The least taken classes were Nulls, Native Web Apps, Learning to Visualize, and Operating Red Hat all with only one time taken.

In [20]:
def my_lambda_correct_total(x):
    
    raw_dict = json.loads(x.value)
    my_list = []
    
    if "sequences" in raw_dict:
        
        if "counts" in raw_dict["sequences"]:
            
            if "correct" in raw_dict["sequences"]["counts"] and "total" in raw_dict["sequences"]["counts"]:
                    
                my_dict = {"correct": raw_dict["sequences"]["counts"]["correct"], 
                           "total": raw_dict["sequences"]["counts"]["total"],
                          "score" : raw_dict["sequences"]["counts"]["correct"]/raw_dict["sequences"]["counts"]["total"],
                          "keen_id" : raw_dict["keen_id"]}
                my_list.append(Row(**my_dict))
    
    return my_list

In [21]:
my_correct_total = assessments.rdd.flatMap(my_lambda_correct_total).toDF()

my_correct_total.registerTempTable('ct')

my_correct_total.write.mode('overwrite').parquet("/tmp/my_correct_total")

spark.sql("select keen_id, correct, total, score from ct limit 10").show()

spark.sql("select avg(correct / total)*100 as avg_score from ct limit 10").show()

spark.sql("select stddev(correct / total) as standard_deviation from ct limit 10").show()

+--------------------+-------+-----+-----+
|             keen_id|correct|total|score|
+--------------------+-------+-----+-----+
|5a6745820eb8ab000...|      2|    4|  0.5|
|5a674541ab6b0a000...|      1|    4| 0.25|
|5a67999d3ed3e3000...|      3|    4| 0.75|
|5a6799694fc7c7000...|      2|    4|  0.5|
|5a6791e824fccd000...|      3|    4| 0.75|
|5a67a0b6852c2a000...|      5|    5|  1.0|
|5a67b627cc80e6000...|      1|    1|  1.0|
|5a67ac8cb0a5f4000...|      5|    5|  1.0|
|5a67a9ba060087000...|      4|    4|  1.0|
|5a67ac54411aed000...|      0|    5|  0.0|
+--------------------+-------+-----+-----+

+-----------------+
|        avg_score|
+-----------------+
|62.65699745547047|
+-----------------+

+-------------------+
| standard_deviation|
+-------------------+
|0.31086692286170553|
+-------------------+



In [23]:
spark.sql("CREATE TABLE test_score AS select a.exam_name , b.score from sequences as a,ct as b where a.keen_id=b.keen_id")

DataFrame[]

In [32]:
spark.sql("select exam_name , AVG(score) as avg_score, count(*) as num from test_score group by exam_name order by num desc limit 10").show()

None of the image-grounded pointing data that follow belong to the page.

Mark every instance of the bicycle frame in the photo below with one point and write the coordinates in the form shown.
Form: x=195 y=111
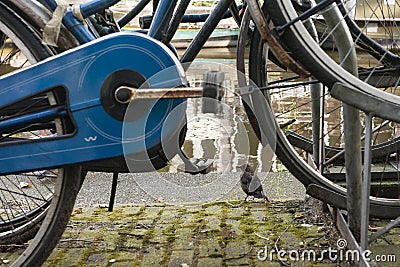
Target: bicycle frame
x=160 y=28
x=97 y=135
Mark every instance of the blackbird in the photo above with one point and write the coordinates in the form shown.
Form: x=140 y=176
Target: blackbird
x=250 y=183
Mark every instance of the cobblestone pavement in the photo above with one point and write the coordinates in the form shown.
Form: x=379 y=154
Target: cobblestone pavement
x=229 y=233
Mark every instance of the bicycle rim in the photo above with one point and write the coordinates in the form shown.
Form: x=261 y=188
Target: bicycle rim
x=27 y=198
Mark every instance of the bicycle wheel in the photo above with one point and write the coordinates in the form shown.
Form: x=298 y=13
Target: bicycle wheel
x=290 y=99
x=26 y=197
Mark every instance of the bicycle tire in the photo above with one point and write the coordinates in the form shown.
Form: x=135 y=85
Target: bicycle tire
x=18 y=229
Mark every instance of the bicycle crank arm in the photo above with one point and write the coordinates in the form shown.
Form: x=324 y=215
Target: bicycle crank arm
x=83 y=81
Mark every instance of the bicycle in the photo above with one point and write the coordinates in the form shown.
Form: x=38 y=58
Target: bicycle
x=67 y=123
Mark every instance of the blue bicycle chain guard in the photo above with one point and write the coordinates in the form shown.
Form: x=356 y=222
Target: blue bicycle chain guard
x=82 y=72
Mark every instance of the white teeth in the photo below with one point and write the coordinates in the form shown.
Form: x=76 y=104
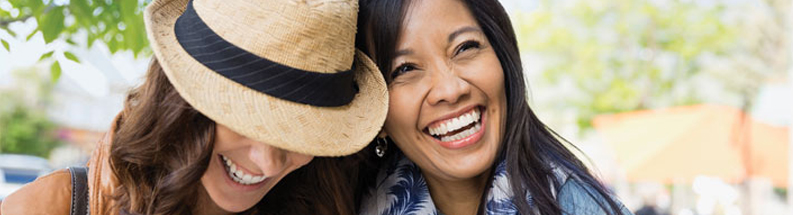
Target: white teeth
x=456 y=123
x=463 y=134
x=237 y=175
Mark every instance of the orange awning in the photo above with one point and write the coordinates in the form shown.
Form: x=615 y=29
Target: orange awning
x=680 y=143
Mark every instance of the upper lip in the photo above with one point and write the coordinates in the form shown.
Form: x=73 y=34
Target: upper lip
x=451 y=115
x=240 y=167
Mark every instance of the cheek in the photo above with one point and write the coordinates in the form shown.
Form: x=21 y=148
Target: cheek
x=402 y=110
x=301 y=159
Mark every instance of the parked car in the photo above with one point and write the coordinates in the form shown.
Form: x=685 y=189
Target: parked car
x=18 y=170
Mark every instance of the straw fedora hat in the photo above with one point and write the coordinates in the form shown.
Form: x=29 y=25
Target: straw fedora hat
x=284 y=73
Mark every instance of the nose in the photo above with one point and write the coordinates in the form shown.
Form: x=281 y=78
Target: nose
x=270 y=160
x=447 y=86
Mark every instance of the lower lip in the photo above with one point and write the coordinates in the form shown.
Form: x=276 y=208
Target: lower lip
x=467 y=141
x=236 y=185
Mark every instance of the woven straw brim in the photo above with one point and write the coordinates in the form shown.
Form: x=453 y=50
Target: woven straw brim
x=319 y=131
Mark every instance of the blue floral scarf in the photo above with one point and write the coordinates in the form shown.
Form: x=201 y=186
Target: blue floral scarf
x=401 y=189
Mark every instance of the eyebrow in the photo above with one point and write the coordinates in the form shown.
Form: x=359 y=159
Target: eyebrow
x=453 y=35
x=403 y=52
x=463 y=30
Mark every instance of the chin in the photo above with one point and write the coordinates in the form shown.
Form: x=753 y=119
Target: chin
x=235 y=206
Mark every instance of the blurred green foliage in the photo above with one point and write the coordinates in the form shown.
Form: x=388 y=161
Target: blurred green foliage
x=119 y=24
x=624 y=55
x=25 y=127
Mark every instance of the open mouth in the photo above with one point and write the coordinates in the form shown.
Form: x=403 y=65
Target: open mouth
x=237 y=175
x=457 y=128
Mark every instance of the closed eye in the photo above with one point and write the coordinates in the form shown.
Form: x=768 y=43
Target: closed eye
x=467 y=45
x=402 y=69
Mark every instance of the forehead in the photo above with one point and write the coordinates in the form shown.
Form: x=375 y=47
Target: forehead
x=435 y=18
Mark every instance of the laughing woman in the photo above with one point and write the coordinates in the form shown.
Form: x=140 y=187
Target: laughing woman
x=240 y=96
x=468 y=142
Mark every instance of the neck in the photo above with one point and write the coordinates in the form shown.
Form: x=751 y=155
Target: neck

+--------------------+------------------+---+
|           exam_name|         avg_score|num|
+--------------------+------------------+---+
|        Learning Git|0.6827586206896553|406|
|Introduction to P...|0.5666666666666665|162|
|Intermediate Pyth...|0.5092592592592593|162|
|Introduction to J...|0.8759493670886075|158|
|Beginning C# Prog...|0.5629770992366412|131|
|Learning to Progr...| 0.544642857142857|128|
|Introduction to M...|0.6869747899159664|119|
|Software Architec...|0.4793577981651376|109|
|    Learning Eclipse|0.7058823529411765| 85|
|Introduction to B...|0.6450617283950617| 81|
+--------------------+------------------+---+



Here we have the average score for each test ordered by the most popular test.